Remember when it was cool to be a hacker? Remember when they used to do cool things like hack into the CIA site or those of major corporations? Remember when they were just trying to instill a little anarchy in the established order?
Well, the good ole days are over. Sadly, many hackers have gotten considerably less ambitious and their targets have gotten decidedly less corporate. The anarchists of yore (yore being, in this case the late 80s and 90s) have been replaced by the petty thugs who like to electronically pick on little old ladies of today.
Take it from one little old lady, it’s fucking annoying. If you tried to check out this site over the past few days, you may have encountered a page with Turkish flags, pics of soldiers, very nationalistic music and a hacker’s name and email address or maybe the other page from one of this hacker’s buddies. The same thing took over jcsunshine.net, the “unofficial fansite” of the web-TV show I host (actually an in-character site that’s going to become part of the show).
I managed to remove the hack and it just showed back up again. Eventually, I had to go through a whole series of procedures that took several hours to complete. Hopefully these will work and there won’t be another successful attack for a while or ever.
That said, those hours I spent could have been spent doing a number of other things, like writing posts and creating independent web content. In fact, instead of writing about this, I could have written about something more important, but they really got the juices flowing
When some big company’s site gets hacked, they can afford to pay people to deal with it and the people creating the content are free to continue doing what they do. Smaller independent media frequently don’t have the same luxury.

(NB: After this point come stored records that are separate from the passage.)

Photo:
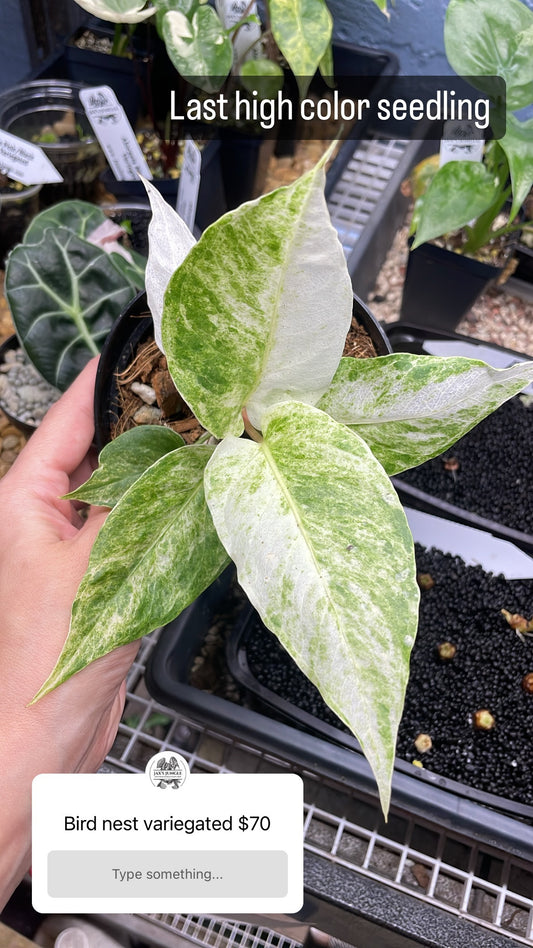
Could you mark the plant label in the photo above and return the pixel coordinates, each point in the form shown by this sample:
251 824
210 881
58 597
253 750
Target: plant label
115 134
246 39
22 161
189 187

While the web is giving people the chance to take the power of mass communication into their own hands and away from the stranglehold of the corporations that run our big media, today’s hackers (or at least some of them) are working against this revolution and for the status quo.
People who hack personal blogs or independent media are in the same boat as cable and phone companies trying to block net neutrality, corporations trying to homogenize online content and spammers. They’re helping forward a pro-corporate agenda, whether they intend to or not.
They’re not anarchistic in the slightest. In fact they’re fighting against the anarchy that the internet has started releasing on our media landscape.


#1 by Crash Override on January 20, 2010 - 6:20 pm
Hack the planet!!
#2 by gsl on January 20, 2010 - 8:09 pm
I tend to believe that a lot of these attacks against indie media is actually perpetrated by corporations who are afraid of indie media. The more they attack, the more we’re winning. You must be doing something right for them to target you. Congrats.